All in all, it was thrilling to see it on screen and best of all, there were twenty new translations of the book, so my work was exposed to many new readers all over the world. Hard to beat that.
HM: What’s next for you?
MZ: I just sent my new novel to my agent for him to read. So it’s that nervous period of waiting to see what he thinks. There were nine years between my first and second novel, then another nine years between my second and third, so I’m trying very hard not to let that happen again. We’ll see.
Michael Zadoorian is the author of three novels, Beautiful Music (Akashic Books), The Leisure Seeker (William Morrow) and Second Hand (W.W. Norton), and a story collection, The Lost Tiki Palaces of Detroit (Wayne State University Press). A motion picture of The Leisure Seeker starring Helen Mirren and Donald Sutherland was released in 2018.
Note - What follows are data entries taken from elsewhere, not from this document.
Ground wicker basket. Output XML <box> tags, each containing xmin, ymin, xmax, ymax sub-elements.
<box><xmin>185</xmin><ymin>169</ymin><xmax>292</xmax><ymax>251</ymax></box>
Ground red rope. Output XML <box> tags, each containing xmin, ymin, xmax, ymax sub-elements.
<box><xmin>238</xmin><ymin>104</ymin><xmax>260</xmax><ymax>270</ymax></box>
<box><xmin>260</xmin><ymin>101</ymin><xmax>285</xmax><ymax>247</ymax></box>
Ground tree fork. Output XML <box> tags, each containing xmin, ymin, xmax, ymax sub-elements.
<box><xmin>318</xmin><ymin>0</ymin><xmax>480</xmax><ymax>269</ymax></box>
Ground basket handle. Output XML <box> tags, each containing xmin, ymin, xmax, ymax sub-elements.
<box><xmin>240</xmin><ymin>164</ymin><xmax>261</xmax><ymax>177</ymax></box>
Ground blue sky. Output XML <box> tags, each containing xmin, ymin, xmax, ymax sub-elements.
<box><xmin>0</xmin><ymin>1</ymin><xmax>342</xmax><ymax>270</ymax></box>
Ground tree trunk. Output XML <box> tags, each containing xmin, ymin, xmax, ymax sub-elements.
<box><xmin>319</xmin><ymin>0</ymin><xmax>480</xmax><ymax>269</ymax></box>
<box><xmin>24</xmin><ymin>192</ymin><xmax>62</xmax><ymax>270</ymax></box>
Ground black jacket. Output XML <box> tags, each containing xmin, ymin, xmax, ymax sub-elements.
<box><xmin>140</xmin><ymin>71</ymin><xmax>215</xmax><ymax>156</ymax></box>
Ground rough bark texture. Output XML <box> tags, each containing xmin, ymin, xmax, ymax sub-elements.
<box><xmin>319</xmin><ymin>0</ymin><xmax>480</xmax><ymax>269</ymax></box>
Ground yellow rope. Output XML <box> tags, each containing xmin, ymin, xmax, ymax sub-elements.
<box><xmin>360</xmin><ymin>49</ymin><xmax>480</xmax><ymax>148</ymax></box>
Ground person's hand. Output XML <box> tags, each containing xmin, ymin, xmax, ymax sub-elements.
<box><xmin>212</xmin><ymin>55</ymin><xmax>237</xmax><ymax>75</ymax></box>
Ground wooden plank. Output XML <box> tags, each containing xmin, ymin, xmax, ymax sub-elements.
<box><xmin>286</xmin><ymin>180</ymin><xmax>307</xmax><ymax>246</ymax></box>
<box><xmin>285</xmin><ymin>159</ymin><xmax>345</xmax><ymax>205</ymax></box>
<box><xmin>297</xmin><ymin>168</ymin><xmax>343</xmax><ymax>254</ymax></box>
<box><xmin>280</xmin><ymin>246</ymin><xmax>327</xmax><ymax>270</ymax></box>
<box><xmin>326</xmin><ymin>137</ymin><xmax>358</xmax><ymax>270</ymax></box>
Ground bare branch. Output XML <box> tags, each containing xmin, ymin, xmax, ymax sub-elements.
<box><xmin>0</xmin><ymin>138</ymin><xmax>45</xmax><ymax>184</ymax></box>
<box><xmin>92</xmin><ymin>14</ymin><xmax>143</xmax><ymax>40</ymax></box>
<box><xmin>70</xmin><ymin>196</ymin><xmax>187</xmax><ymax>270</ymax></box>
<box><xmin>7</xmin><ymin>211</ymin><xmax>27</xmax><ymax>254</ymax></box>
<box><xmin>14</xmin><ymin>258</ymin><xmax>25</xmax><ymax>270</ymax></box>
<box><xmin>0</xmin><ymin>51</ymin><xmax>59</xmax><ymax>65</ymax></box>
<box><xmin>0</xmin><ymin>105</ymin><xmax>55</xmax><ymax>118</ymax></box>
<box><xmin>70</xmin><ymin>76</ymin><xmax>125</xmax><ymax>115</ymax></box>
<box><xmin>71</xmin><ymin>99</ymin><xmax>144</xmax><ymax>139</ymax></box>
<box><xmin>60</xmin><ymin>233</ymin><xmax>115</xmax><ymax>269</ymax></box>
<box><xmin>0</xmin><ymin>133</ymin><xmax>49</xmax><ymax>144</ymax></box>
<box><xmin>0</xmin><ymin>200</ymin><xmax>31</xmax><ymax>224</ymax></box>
Zadoorian is a recipient of a Kresge Artist Fellowship in the Literary Arts, the Columbia University Anahid Literary Award, the Michigan Notable Book award, and the Great Lakes Colleges Association New Writers Award. His work has appeared in The Literary Review, Beloit Fiction Journal, American Short Fiction, Witness, Great Lakes Review, North American Review and the anthologies Bob Seger’s House, On The Clock, and Detroit Noir. He has worked as a copywriter, journalist, voice over talent, shipping room clerk, and a plant guard for Chrysler. A lifetime resident of the Detroit area, he lives with his wife in a 1937 bungalow filled with cats and objects that used to be in the houses of other people.